Adventureland is one of those movies in which the setting—the time and place—are more interesting than the characters that populate it. Set in a rundown amusement park during the Regan years, it’s a coming of age story of James (The Squid and the Whale’s Jesse Eisenberg), a sensitive teen whose plans of moving to New York to attend grad school at Columbia are derailed when his father is downsized and money becomes tight. To get out of Pittsburgh and his stultifying suburban life he needs to get a job. Trouble is he has no skills, just a degree in Renaissance studies and, “Unless someone wants help restoring a fresco,” he says, “I’m screwed.” He eventually lands a gig at Adventureland handing out stuffed animals to the few carnival goers lucky enough to beat the amusement park’s rigged games.

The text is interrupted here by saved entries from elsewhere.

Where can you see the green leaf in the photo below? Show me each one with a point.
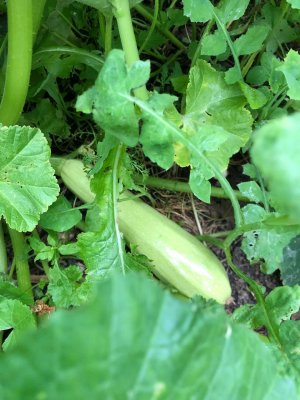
(10, 291)
(231, 10)
(42, 251)
(255, 97)
(60, 216)
(276, 152)
(294, 3)
(198, 12)
(166, 349)
(17, 316)
(252, 40)
(27, 183)
(251, 190)
(214, 44)
(291, 71)
(67, 287)
(106, 100)
(290, 337)
(281, 303)
(290, 266)
(211, 101)
(266, 244)
(157, 140)
(106, 6)
(102, 250)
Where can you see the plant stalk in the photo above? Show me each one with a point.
(127, 36)
(21, 259)
(19, 57)
(3, 254)
(173, 39)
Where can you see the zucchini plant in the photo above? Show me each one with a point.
(95, 92)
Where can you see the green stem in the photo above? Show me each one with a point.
(37, 14)
(127, 36)
(173, 39)
(21, 259)
(230, 44)
(198, 49)
(3, 254)
(184, 187)
(152, 27)
(19, 56)
(44, 263)
(238, 217)
(108, 35)
(272, 329)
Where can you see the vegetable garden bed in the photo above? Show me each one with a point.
(149, 199)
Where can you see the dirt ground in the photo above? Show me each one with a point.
(194, 216)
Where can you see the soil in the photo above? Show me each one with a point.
(216, 217)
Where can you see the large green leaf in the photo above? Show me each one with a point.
(266, 244)
(111, 111)
(61, 216)
(135, 341)
(27, 183)
(290, 266)
(102, 248)
(276, 152)
(290, 68)
(16, 316)
(211, 101)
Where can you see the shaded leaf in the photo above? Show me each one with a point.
(291, 71)
(60, 216)
(17, 316)
(276, 152)
(106, 100)
(27, 183)
(215, 359)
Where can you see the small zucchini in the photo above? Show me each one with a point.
(178, 257)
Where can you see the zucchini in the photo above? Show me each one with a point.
(178, 257)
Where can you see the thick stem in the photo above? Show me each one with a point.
(127, 36)
(18, 60)
(3, 254)
(21, 259)
(184, 187)
(173, 39)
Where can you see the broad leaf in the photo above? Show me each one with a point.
(61, 216)
(290, 265)
(102, 248)
(67, 287)
(198, 12)
(231, 10)
(291, 70)
(27, 183)
(214, 44)
(294, 3)
(17, 316)
(111, 111)
(162, 348)
(266, 244)
(290, 337)
(106, 6)
(276, 152)
(211, 101)
(252, 40)
(157, 139)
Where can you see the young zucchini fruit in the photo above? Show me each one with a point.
(178, 257)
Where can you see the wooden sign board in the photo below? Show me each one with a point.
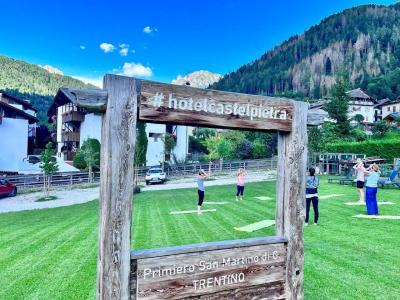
(233, 273)
(185, 105)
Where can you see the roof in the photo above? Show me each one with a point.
(62, 97)
(393, 116)
(392, 102)
(25, 103)
(382, 102)
(319, 104)
(10, 109)
(358, 93)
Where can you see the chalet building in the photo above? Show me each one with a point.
(390, 107)
(74, 125)
(378, 108)
(17, 131)
(361, 104)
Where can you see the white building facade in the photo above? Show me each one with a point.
(74, 126)
(17, 125)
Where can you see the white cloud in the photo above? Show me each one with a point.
(124, 49)
(149, 29)
(136, 69)
(107, 48)
(52, 69)
(98, 82)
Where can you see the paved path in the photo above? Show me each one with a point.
(77, 196)
(64, 198)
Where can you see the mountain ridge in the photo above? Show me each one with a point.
(360, 42)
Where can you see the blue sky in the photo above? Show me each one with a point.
(161, 39)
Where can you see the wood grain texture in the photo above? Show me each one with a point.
(211, 277)
(198, 247)
(293, 182)
(280, 186)
(199, 117)
(116, 189)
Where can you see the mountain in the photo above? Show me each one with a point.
(200, 79)
(361, 43)
(34, 83)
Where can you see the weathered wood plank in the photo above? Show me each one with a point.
(295, 163)
(168, 103)
(220, 245)
(232, 271)
(280, 186)
(116, 189)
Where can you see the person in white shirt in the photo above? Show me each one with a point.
(359, 168)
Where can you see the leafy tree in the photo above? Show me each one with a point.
(204, 133)
(358, 118)
(49, 166)
(338, 107)
(91, 154)
(88, 157)
(380, 128)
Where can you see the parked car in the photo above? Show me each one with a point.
(155, 175)
(7, 188)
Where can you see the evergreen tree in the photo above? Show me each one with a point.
(141, 144)
(338, 107)
(49, 166)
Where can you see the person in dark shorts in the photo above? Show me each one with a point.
(240, 184)
(312, 183)
(201, 176)
(359, 167)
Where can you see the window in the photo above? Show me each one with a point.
(155, 136)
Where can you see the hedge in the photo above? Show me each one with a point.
(387, 148)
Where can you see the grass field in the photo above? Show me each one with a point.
(51, 254)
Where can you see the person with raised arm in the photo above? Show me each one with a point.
(371, 188)
(201, 176)
(312, 183)
(359, 168)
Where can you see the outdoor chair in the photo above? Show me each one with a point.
(391, 180)
(342, 180)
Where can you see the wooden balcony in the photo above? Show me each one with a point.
(69, 136)
(73, 116)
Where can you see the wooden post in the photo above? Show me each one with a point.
(291, 177)
(116, 189)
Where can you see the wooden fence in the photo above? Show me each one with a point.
(73, 178)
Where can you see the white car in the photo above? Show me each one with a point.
(155, 175)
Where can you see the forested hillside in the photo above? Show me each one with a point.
(34, 83)
(362, 43)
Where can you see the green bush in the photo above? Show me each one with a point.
(79, 160)
(387, 148)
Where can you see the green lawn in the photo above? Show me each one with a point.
(51, 254)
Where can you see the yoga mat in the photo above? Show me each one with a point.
(379, 203)
(263, 198)
(191, 211)
(377, 217)
(256, 226)
(329, 196)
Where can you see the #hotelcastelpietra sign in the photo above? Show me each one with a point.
(191, 106)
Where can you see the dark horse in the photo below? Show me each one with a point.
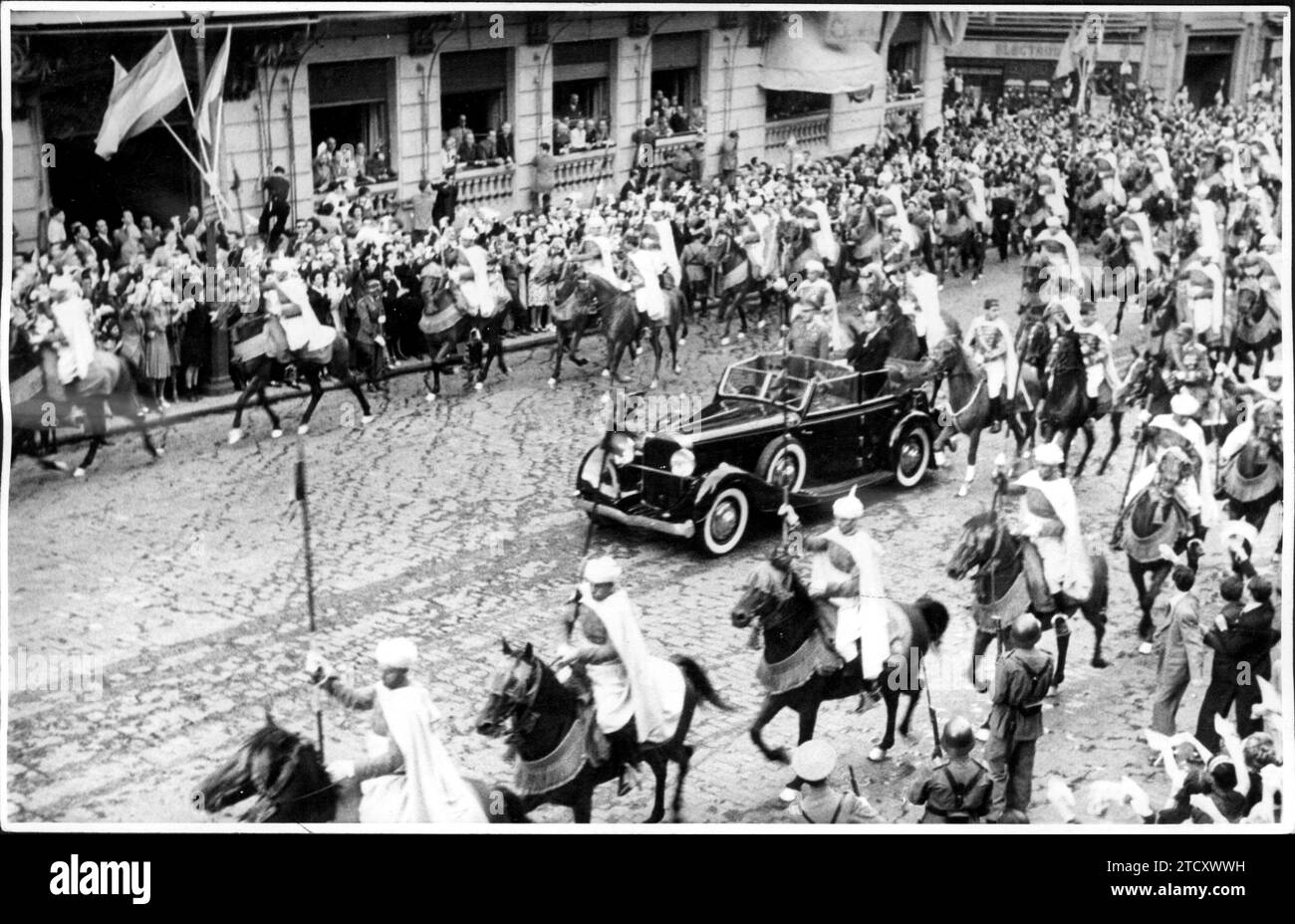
(284, 773)
(801, 669)
(1067, 408)
(445, 324)
(111, 385)
(995, 554)
(736, 281)
(536, 711)
(259, 370)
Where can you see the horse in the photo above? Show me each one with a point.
(1152, 519)
(988, 548)
(259, 369)
(111, 384)
(1251, 480)
(737, 281)
(1256, 329)
(958, 234)
(801, 669)
(445, 323)
(284, 773)
(970, 402)
(623, 324)
(1067, 409)
(547, 722)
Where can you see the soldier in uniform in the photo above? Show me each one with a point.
(1015, 721)
(627, 685)
(956, 791)
(816, 804)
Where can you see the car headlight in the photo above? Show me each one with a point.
(682, 463)
(621, 447)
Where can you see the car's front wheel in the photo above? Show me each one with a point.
(911, 456)
(724, 523)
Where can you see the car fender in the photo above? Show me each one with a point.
(922, 419)
(760, 493)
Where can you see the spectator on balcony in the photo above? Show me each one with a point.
(728, 159)
(487, 149)
(578, 141)
(561, 136)
(465, 142)
(545, 179)
(505, 143)
(646, 150)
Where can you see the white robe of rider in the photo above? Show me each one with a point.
(635, 686)
(1066, 564)
(860, 617)
(1202, 487)
(477, 292)
(648, 297)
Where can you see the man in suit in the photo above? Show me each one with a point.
(1178, 647)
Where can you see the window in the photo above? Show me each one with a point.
(676, 79)
(905, 56)
(350, 104)
(794, 104)
(474, 86)
(582, 95)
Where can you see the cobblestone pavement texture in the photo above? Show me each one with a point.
(453, 523)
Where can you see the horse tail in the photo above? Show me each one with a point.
(694, 676)
(936, 616)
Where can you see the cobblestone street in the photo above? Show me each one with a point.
(453, 523)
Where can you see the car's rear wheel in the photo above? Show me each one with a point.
(782, 463)
(911, 456)
(724, 523)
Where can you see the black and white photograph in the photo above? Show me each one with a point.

The characters at the park seem like an interesting bunch. There’s the part-time musician, womanizer and maintenance man Connell (Ryan Reynolds), who claims to have jammed with Lou Reed, even though he refers to one of Reed’s best known songs as Shed A Little Love instead of Satellite of Love; his best friend from grade four Tommy Frigo (Matt Bush) who wears a t-shirt that says “I’m Frigo! Kapeesh!!” and has the unsettling habit of punching James below the belt two or three times a day; the pipe-smoking Joel (Martin Starr), a self loathing Gogol obsessed intellectual who characterizes their jobs as the “work of pathetic morons” and Em (Kirsten Stewart) a pretty but dour tomboy who favors baggy Lou Reed t-shirts.

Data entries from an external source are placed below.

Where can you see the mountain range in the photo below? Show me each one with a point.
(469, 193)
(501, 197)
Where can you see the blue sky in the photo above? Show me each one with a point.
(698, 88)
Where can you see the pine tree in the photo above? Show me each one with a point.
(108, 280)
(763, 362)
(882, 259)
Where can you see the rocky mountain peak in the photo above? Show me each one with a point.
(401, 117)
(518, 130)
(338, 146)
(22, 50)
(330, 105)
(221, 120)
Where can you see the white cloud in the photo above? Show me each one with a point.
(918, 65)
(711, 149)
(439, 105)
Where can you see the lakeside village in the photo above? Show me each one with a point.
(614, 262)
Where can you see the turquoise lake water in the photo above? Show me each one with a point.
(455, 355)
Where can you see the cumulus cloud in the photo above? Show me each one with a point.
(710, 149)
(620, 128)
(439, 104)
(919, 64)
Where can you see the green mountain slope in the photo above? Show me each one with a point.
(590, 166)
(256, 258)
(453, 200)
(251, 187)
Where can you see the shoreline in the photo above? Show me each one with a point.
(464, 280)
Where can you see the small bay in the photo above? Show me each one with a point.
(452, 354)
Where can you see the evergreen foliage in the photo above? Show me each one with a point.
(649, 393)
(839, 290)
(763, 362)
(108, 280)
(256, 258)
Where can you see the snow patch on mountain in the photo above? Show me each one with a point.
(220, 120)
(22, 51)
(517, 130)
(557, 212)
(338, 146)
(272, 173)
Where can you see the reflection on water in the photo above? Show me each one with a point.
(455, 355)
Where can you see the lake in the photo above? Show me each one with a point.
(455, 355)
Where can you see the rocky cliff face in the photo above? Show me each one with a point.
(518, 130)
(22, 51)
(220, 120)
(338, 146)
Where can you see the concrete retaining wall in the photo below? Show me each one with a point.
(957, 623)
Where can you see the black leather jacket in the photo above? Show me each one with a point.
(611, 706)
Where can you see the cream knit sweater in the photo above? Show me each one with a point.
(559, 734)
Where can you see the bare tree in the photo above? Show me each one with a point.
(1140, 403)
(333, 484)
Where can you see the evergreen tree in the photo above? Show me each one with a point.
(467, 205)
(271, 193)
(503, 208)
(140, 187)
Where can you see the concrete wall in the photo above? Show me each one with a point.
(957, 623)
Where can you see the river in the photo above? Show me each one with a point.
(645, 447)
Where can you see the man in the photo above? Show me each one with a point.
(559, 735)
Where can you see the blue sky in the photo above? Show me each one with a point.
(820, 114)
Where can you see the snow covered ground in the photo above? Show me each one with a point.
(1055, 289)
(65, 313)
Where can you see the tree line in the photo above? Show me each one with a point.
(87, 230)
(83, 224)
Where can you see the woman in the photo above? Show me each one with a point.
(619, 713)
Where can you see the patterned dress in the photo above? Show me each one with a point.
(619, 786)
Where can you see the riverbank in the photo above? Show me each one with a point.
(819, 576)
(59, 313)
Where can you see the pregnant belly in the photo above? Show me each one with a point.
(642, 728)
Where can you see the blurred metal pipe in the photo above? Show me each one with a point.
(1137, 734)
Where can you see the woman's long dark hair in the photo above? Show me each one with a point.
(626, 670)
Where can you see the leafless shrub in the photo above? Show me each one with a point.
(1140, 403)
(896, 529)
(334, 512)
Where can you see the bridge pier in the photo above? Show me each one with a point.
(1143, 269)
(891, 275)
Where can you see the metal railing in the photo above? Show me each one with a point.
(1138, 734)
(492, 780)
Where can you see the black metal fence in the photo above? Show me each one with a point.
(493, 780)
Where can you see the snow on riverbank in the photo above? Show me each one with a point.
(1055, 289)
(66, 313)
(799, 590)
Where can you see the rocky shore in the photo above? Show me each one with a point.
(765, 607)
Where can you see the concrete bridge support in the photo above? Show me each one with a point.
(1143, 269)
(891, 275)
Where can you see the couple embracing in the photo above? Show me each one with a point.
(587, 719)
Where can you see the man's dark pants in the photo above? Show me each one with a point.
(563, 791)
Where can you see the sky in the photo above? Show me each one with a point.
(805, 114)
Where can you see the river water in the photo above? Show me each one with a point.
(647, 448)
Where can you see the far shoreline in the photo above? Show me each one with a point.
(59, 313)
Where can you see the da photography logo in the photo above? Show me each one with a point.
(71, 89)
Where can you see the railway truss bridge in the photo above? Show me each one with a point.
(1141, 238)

It’s an interesting canvas but director Greg Mottola, who based the screenplay on his own experiences of working at the real-life Adventureland, doesn’t bring the same kind of zip to the situations or characters as he did in his last movie, the sublime Superbad.
Adventureland breathes the same air as its predecessor but is much different in tone. The goofy guys in Superbad are gone, replaced by James, a young boy who early on makes a mixed tape for Em of his favorite bummer songs, including Lou Reed’s doleful Pale Blues Eyes, which sets the movie’s downbeat tone.
This is not to say there aren’t humorous moments. Bill Hader shines as the larger-than-life park manager and James’s story about his mom reading his diary—he had to start writing it in Italian to throw her off—is hilarious but the overall tone is sweet rather than funny.
As James Eisenberg is appealing enough, but I’m guessing after the success of Twilight this movie will find an audience based on the popularity of co-star Kristen Stewart. Since playing Bella in the vampire franchise she’s become a hot item, and with her naturally down turned mouth she does sullen like no other young actress working today.
Adentureland, with it’s carefully picked 80s soundtrack and close attention to period details is an interesting time capsule of the decade of greed from a teenager’s perspective. I just wish I had cared more about the characters and less about the set decoration.